Five days later Crosby underwent surgery to repair a hernia. The Penguins were in the middle of the pack in the Eastern Conference at the time, their season at an early tipping point. Crosby had led the charge in making sure Pittsburgh played the 200-foot game Sullivan craves. Without him, the Penguins easily could have lost their way.

Instead, they reclaimed the identity that symbolized the teams that won back-to-back Stanley Cups in 2016 and 2017. Their offensive wiggle room basically gone, the Penguins tightened things up in front of goaltenders Tristan Jarry and Matt Murray. They made small plays in their own end that led to big opportunities at the other.

They knew that to stay afloat in the NHL’s best division, they didn’t really have a choice.

”It was kind of a catalyst for why we had to play the game the way we did, more defensively, less risky and ultimately why we’ve been giving up fewer chances as a team,” forward Zach Aston-Reese said.

What followed was an 18-6-4 stretch that propelled Pittsburgh to fourth in the overall standings during Crosby’s 28-game absence, the second-best record in the league over that span and absurd total for a group that has missed nearly 200 man games due to injury.

”When you miss a player of Sid’s caliber, obviously the game changes a lot,” forward Jared McCann said. ”You’ve got to simplify things. You’ve got to take it one period at a time, one shift at a time and we did that. We showed we could do it and now that we have him back, we’re a deadly team.”

It sure looked like it against the Wild.

Crosby needed less than eight minutes to pick up his first point since before Halloween when he assisted on the first of Evgeni Malkin‘s two goals, an opportunity that arose thanks in part to Crosby’s mere presence.

With the Penguins on the power play, Crosby skated into the zone and fed Malkin before darting to the far post, leaving Wild forward Jason Zucker with an unenviable choice. Zucker could either stick with Crosby or try to slow down Malkin streaking down the middle. Zucker opted to shadow Crosby, giving Malkin all the room he needed to tap in Bryan Rust‘s centering pass.

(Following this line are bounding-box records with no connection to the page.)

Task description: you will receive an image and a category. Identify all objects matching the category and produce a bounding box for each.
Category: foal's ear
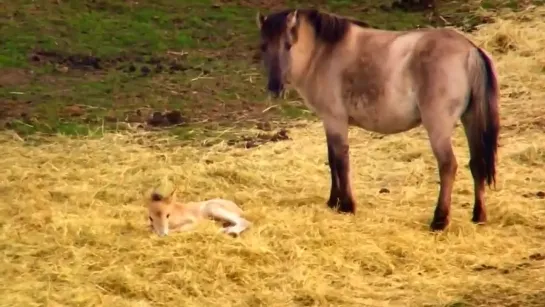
[286,10,299,29]
[255,11,267,29]
[163,187,177,204]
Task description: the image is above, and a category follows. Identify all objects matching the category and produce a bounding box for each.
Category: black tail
[471,47,500,186]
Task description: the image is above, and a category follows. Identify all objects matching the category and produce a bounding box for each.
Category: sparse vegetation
[0,0,545,306]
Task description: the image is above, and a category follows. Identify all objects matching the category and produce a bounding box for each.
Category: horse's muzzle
[267,79,284,98]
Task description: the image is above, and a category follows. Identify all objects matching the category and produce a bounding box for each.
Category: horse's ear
[255,11,267,29]
[286,10,299,29]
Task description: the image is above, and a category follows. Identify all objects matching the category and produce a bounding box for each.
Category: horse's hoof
[471,213,487,225]
[430,220,449,231]
[338,201,356,214]
[327,200,339,209]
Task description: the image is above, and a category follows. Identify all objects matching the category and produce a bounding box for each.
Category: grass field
[0,0,545,307]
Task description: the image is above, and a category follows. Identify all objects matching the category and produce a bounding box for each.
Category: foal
[257,9,500,230]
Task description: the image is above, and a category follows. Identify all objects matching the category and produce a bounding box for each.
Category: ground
[0,0,545,306]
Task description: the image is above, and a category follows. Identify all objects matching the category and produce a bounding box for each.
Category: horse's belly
[347,97,421,134]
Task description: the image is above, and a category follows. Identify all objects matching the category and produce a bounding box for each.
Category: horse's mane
[263,9,369,45]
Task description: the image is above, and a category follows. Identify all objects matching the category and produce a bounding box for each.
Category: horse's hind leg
[422,100,462,231]
[462,112,487,224]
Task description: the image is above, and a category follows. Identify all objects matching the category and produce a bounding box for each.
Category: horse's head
[256,10,299,97]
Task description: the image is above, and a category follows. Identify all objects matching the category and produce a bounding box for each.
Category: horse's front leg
[326,142,339,209]
[324,117,356,213]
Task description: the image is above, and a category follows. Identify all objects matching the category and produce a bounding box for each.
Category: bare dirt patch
[0,68,32,87]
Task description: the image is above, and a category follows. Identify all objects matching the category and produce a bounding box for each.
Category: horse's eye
[284,43,291,50]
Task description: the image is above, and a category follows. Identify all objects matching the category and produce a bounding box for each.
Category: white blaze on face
[159,225,168,236]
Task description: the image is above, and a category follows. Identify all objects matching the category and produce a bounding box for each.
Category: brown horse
[257,9,500,230]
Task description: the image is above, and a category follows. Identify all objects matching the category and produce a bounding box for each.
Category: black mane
[262,9,369,45]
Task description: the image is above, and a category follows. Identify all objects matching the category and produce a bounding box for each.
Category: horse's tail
[468,46,500,186]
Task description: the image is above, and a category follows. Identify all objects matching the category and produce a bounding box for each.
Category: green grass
[0,0,536,138]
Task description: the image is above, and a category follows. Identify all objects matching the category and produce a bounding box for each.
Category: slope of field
[0,5,545,306]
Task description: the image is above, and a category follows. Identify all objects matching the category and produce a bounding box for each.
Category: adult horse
[257,9,500,230]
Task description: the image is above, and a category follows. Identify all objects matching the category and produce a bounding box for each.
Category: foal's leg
[324,117,356,213]
[462,113,487,224]
[207,203,252,235]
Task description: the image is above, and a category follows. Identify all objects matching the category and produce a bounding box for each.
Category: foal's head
[148,191,176,236]
[257,9,366,96]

”Every player is important here in locker room but Sid is captain,” Malkin said. ”We know how important again, like he is our leader. He’s great player, great teammate. … Power play is better. We’re lucky he’s back.”

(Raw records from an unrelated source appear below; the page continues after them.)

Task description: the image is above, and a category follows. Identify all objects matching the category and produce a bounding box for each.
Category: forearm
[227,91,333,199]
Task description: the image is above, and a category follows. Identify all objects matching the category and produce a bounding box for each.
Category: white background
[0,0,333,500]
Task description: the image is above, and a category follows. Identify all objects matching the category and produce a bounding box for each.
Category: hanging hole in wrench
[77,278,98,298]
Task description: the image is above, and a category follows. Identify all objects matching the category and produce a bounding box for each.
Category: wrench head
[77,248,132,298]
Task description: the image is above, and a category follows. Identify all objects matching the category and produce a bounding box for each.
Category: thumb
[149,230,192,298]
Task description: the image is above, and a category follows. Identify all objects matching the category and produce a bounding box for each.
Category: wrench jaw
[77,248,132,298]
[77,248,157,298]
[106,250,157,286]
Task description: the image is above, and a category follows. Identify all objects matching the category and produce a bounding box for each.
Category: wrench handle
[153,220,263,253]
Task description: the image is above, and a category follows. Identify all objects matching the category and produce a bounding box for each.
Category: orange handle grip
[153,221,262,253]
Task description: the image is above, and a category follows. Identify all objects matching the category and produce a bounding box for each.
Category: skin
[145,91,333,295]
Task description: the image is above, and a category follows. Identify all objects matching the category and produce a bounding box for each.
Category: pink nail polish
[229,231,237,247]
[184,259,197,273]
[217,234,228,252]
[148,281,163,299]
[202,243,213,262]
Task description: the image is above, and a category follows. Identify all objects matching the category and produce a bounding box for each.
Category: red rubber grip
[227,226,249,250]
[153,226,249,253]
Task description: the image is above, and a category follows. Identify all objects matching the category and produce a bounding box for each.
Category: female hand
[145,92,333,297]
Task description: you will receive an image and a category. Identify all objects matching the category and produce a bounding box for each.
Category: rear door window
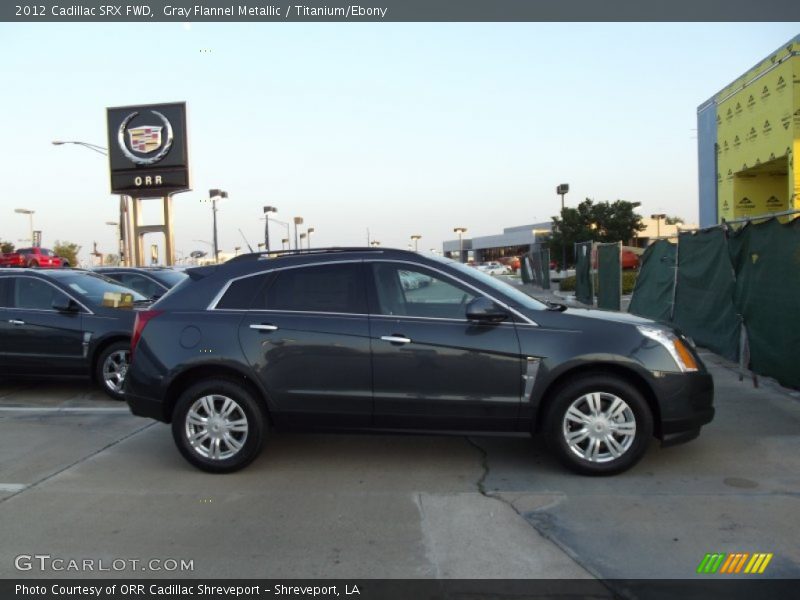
[262,263,367,314]
[13,277,67,310]
[215,274,270,310]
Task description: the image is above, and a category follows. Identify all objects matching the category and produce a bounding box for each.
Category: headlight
[636,325,699,373]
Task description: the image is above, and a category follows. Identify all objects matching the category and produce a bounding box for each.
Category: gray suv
[125,248,714,474]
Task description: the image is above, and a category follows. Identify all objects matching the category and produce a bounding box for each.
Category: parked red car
[592,246,639,269]
[0,248,70,269]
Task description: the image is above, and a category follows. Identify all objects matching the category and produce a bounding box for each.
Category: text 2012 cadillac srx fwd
[125,248,714,474]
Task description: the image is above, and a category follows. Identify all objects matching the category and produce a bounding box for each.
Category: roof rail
[225,246,386,263]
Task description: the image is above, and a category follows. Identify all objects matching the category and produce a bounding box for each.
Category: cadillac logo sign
[117,110,173,165]
[107,102,189,198]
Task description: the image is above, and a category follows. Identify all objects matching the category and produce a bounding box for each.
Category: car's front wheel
[172,379,267,473]
[94,340,131,400]
[545,374,653,475]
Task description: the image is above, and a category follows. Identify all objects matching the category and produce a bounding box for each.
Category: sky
[0,23,800,261]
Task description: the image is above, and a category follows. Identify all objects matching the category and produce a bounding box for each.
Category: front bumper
[653,372,714,446]
[125,391,169,423]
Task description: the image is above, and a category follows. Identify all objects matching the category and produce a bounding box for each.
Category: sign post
[106,102,191,266]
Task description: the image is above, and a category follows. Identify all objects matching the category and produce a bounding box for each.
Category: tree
[550,198,645,264]
[53,240,81,267]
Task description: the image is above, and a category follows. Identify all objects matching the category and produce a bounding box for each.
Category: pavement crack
[465,436,612,598]
[465,436,488,496]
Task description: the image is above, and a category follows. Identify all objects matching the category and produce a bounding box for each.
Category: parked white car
[478,260,511,275]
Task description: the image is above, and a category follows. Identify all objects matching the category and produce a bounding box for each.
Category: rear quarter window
[215,275,269,310]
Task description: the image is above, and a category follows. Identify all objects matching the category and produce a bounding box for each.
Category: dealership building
[442,221,553,262]
[697,36,800,227]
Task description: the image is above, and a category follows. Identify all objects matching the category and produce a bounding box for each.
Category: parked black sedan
[92,267,187,300]
[0,269,149,400]
[125,248,714,474]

And determined not to backslide into the old habits that have crept in at times since their last championship parade. Asked if Crosby’s return means the Penguins can start taking unnecessary chances knowing he is there to bail them out if necessary, McCann laughed.

”We can’t do that,” McCann said. ”We know we can’t go back to the way we started. We were a different team at the start of the year and now we’ve found our way and we know what we’ve got to do.”

Namely clear traffic in front of Jarry, an All-Star for the first time after supplanting (at least for now) Murray as the team’s top goaltender. The Wild generated few quality chances while the Penguins built a four-goal lead on Tuesday and after Minnesota drew within two early in the third, Pittsburgh responded almost immediately.

The final margin pushed the Penguins to the top spot in the NHL in goal differential, a testament to the focus they’ve brought on a regular basis. A lineup infused by new speedy, slick-skating arrivals like forward Brandon Tanev and John Marino has helped. Yet Pittsburgh’s surprising rise during Crosby’s extended layoff is due mostly to a shift in mindset and execution.

It’s a mindset Crosby stressed he has no plans to upset as he gears up for the grind ahead. Even after finishing with four points on a goal and three assists, he kept his eye on the bigger picture, channeling his inner Sullivan in the process.

”It’s going to get more difficult with every game, especially in the second half, things tend to tighten up,” Crosby said. ”We’re going to have to continue to make strides. But our work ethic and attention to detail has been pretty good throughout.”

The Penguins became diligent during Crosby’s long break. Having his familiar No. 87 back makes them dangerous.

”If we keep doing the things we’ve been doing, plus him,” Rust said, ”I think that just makes everything that much more exciting.”